Mais bon, tout cela était anecdotique, et même si j'avais éprouvé des soupçons en 1956 à propos de la surprenante victoire du médiocre Walkowiak, surgi du néant pour y retourner aussitôt ces évènements isolés n'étaient pas suffisants, loin de là pour remettre en cause ma passion du Tour.. Les années se succédaient, et chaque fois les journalistes repartaient avec le même langage fleuri et la même grandiloquence sans jamais soulever l'idée d'un quelconque problème., chantant les louanges de ces géants de la route, les exploits prodigieux, les grandes chevauchées épiques...
Je crois qu'Anquetil m'ouvrit les yeux. A trop en faire... Ses accumulations de victoires, cette inextinguible soif de performances, cette monopolisation des succès, et pour finir en 1965 la victoire couplée dans le Dauphiné et Bordeaux Paris ( le départ de cette dernière course avait lieu avant l'aurore le lendemain de l'arrivée de la précédente après une nuit de voiture), c'en était trop...
Bien sûr il y avait aussi l'effet du duel avec Poulidor... Ici nous étions à fond pour Poupou, Poupou le propre, le net, face à celui qui y touchait... nos coeurs battaient encore dans le fameux duel du Puy de Dôme... Poulidor le maladroit nous désolait parfois : « Monsieur Magne m'a demandé d'attaquer demain dans le Ballon d'Alsace » Résultat un paquet de minutes dans la vue. Poulidor : « J'ai eu la fringale! » Ah cette fringale!

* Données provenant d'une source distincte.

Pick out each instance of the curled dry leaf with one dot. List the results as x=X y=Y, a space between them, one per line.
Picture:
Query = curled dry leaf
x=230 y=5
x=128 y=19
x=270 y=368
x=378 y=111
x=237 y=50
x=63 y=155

Puis les temps changèrent... La tricherie d'artisanale devint industrielle... Ni Merckx, ni Hinault ni Fignon ne parvinrent à m'enthousiasmer. Désormais la victoire était tirée au cordeau, minutée à la seconde, il n'y avait plus de place pour la fringale ni l'erreur... Des entreprises se spécialisaient dans l'exploitation des gains au Tour de France, sans romantisme ni panache, avec le seul souci du profit et de l'efficacité...
Il y eut encore Indurain, une attitude, un comportement qui purent faire rêver un peu... Et puis, la suite est connue, de scandale en scandale... Il y a longtemps, depuis les débuts d'Armstrong que ma télé reste éteinte...

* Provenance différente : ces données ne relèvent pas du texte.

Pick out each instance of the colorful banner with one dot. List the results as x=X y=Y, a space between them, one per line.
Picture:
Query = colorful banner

Dans quelques jours un autre Tour va partir. Tout le monde va nous jurer la main sur le coeur que cette fois... ce sera le Tour du renouveau, celui de la propreté un Tour pur net et ouvert... Peut être le record de vitesse sera t il à nouveau battu ( c'était vraiment idiot de se doper pour des performances inférieures)... Et les journalistes , qui ne sont jamais au courant des tricheries, continueront à saluer «le fabuleux exploit » .
Il y aura sans doute un peu moins de monde au bord des routes... Quoi que... Il fait beau, on est en vacances, le spectacle est gratuit... « Allez viens Minouche, on va aller leur gueuler: tous dopés!!!»